Smokers accounted for 35 percent of the psoriasis cases. This result is in line with Ortiz et al. (34), who discovered a link between smoking and metabolic syndrome. Psoriasis is substantially linked to smoking (34). Nicotine binds to nicotinic acetylcholine receptors on DCs, macrophages, endothelial cells, and keratinocytes in the skin, enhancing the synthesis of pro-inflammatory cytokines like IL-12, IL-1, and TNF-α (35), which may lead to local skin synthesis of A-SAA (34). The metabolic syndrome is known to be linked to psoriasis (36).

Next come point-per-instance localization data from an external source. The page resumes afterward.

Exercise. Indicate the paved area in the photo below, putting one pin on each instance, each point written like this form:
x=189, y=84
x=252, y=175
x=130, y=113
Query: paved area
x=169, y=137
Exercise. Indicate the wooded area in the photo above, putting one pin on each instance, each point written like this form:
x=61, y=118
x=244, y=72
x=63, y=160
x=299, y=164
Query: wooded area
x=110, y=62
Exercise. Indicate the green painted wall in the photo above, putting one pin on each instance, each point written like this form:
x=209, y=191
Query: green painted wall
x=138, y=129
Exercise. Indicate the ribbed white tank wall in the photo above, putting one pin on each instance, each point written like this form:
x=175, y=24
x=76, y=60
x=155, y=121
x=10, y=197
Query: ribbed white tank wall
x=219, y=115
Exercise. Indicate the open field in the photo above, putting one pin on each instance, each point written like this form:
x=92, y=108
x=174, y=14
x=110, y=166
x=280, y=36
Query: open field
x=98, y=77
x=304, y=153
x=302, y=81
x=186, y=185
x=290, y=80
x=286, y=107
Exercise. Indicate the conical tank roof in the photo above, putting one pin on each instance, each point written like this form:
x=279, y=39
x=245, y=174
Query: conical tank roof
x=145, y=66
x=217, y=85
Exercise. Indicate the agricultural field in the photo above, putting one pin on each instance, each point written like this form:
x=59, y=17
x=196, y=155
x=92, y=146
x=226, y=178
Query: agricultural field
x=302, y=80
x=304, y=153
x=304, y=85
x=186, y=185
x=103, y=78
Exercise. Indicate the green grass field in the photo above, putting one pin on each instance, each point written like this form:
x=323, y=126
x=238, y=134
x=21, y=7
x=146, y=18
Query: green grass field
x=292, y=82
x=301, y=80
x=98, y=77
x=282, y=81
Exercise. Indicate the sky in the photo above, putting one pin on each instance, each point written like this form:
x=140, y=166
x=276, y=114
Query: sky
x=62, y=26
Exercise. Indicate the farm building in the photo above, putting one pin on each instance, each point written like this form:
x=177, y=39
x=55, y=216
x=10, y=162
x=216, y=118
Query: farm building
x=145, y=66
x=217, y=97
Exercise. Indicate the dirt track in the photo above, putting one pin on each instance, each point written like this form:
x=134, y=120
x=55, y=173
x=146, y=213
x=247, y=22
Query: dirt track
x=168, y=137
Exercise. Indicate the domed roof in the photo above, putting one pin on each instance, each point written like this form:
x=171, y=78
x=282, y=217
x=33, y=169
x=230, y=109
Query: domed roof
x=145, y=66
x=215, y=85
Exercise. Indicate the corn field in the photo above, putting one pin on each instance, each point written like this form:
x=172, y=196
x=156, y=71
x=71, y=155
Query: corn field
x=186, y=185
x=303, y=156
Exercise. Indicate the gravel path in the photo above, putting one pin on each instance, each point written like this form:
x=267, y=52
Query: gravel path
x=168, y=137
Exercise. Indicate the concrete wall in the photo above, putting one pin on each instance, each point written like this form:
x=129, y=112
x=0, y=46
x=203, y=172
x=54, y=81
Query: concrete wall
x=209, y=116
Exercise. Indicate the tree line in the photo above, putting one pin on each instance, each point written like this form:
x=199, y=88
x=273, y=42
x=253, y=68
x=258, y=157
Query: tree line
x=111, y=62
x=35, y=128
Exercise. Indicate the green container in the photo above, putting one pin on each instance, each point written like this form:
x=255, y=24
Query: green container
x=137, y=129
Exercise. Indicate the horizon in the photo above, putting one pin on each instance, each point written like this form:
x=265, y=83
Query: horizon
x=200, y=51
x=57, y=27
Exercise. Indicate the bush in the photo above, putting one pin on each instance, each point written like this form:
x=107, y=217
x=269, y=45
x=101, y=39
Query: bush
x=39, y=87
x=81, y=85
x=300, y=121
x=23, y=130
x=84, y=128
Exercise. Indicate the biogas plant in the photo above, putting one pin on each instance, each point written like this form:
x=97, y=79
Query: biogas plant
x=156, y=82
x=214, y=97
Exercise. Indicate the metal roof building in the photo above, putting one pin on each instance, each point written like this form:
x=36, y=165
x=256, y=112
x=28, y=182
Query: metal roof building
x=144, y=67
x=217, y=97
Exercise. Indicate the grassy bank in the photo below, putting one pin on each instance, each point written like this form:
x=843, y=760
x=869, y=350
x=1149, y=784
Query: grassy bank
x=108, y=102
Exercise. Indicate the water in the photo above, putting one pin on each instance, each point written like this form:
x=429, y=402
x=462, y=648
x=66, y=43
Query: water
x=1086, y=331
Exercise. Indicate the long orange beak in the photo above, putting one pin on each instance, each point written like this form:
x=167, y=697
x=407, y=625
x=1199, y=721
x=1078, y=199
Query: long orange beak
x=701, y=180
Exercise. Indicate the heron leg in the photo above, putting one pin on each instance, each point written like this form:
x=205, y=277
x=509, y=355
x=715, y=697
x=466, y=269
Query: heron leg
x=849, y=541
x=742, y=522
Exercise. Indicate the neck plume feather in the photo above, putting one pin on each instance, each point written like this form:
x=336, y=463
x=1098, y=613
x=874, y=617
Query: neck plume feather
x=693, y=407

In terms of BMI, there was no statistically significant difference between the two groups in terms of mean BMI. This finding is consistent with the findings of Genc et al. (37), who found no significant difference in BMI between psoriasis and control groups (p > 0.05) (37). Haberka and colleagues also demonstrated no differences in BMI between the psoriatic patients and the control group (38).

In the psoriasis group, the average age of onset of psoriasis was 34.35 ± 14.05 years, while the average disease duration in the psoriasis group was 6.40 ± 6.55 years. According to Ali et al. (39), the duration of psoriasis ranges from one to 35 years (mean of 10.59 years) (39). According to Genc et al. (37), psoriasis patients' disease duration ranged from one to 40 years (mean: 13.8 12.0 years) (37).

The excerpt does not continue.